While some scientists are working hard to design nanoparticles which could be used as drugs to inhibit fibril formation or disrupt fibrillar aggregates [28], in vitro experiments indicate that some nanoparticles actually accelerate fibril assembly kinetics, leading to concerns about the risks of increasing environmental exposure to nanoparticles [32,33]. The nucleation process, which is the rate-determining step in fibrillogenesis, is highly dependent on peptide concentration. Monitoring by surface plasmon resonance (SPR) has shown that β2-microglobulin forms multiple layers on N-isopropylacrylamide/N-tert-butylacrylamide (NIPAM/BAM) nanoparticles, which means a high local protein concentration favorable for amyloid fibril formation is produced [33,34]. TiO₂ nanoparticles have been found to promote β-amyloid fibril formation in vitro by the same mechanism: these nanoparticles possess strong adsorption capacity, leading to a high local concentration of Aβ peptide on the nanoparticle surface, which results in a shortened lag-time for Aβ assembly into fibrils. Therefore, it seems that a high local protein concentration explains the mechanism by which nanoparticles can facilitate fibril formation. However, a high local concentration of protein on the nanoparticle surface can also be used to explain why some nanoparticles inhibit fibril formation: binding between nanoparticles and amyloid proteins could block active sites for fibril formation and also lead to low protein concentration in solution, thus causing inhibition of fibril formation [35]. Therefore, more information is needed to evaluate the possible impact of nanoparticles on fibrillogenesis.

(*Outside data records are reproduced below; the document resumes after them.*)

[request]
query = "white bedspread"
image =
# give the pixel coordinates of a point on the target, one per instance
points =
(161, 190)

From the data obtained from in vitro experiments, it is hard to predict the behavior of nanoparticles in the human body. For example, under in vitro conditions, TiO₂ nanoparticles have been found to promote Aβ fibrillogenesis. However, in the human body, the concentration of TiO₂ would be much lower, probably under 0.0001 mg/mL, at which concentration no effect was detected even in vitro [32]. Further, a large number of other proteins could compete with Aβ peptide for interaction with nanoparticles, which would reduce the accessibility of the nanoparticles to Aβ peptide and reduce the likelihood of producing a high surface concentration of the amyloidogenic peptide.

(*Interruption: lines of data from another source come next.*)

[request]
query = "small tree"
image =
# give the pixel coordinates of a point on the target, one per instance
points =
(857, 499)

In studying the impact of nanoparticles on fibrillogenesis, no general trend of responses has been observed. Current practices for evaluating the impact of nanoparticles still rely on a case-by-case approach, which is laborious and time-consuming due to the large variety of nanoparticles [34].

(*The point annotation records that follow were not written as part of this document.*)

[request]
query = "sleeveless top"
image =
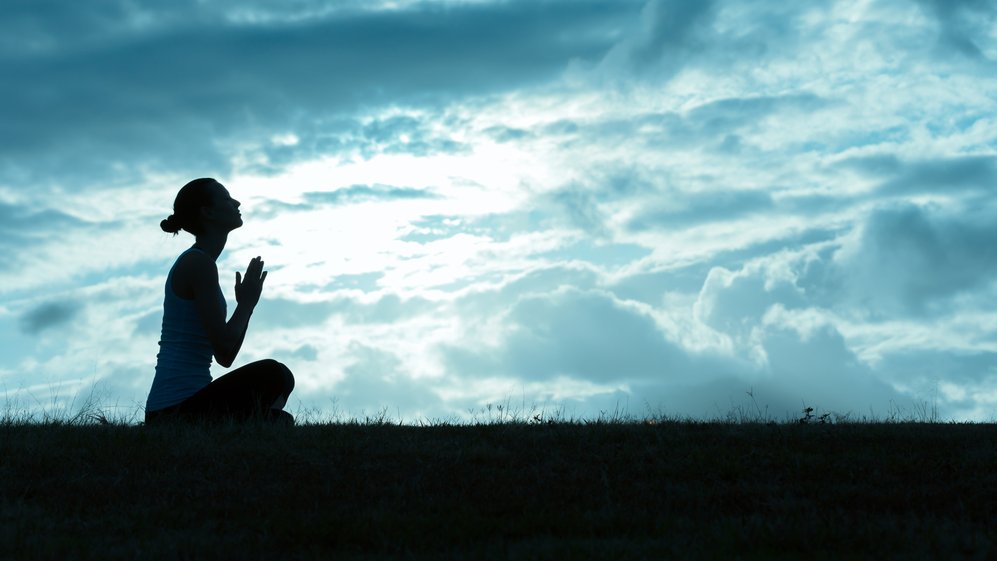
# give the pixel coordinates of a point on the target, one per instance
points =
(184, 359)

In vitro research on how nanoparticles affect protein folding and aggregation, as summarized here, is shedding light on how nanoparticles may interact with proteins when they enter the human body. However, whether the presence of nanoparticles will disrupt normal protein function and cause adverse side-effects, and whether nanoparticles will function as intended in vivo, remains to be seen. Detailed characterization of plasma proteins, such as human serum albumin, apoliproprotein, and fibrinogen, when adsorbed on nanoparticles is underway, which will help to address aspects of this problem [36,37]. The need to understand nanoparticles in a biological context is a pressing need that will determine the development of the exciting new fields of nanobiology, nanomedicine and nanotoxicology.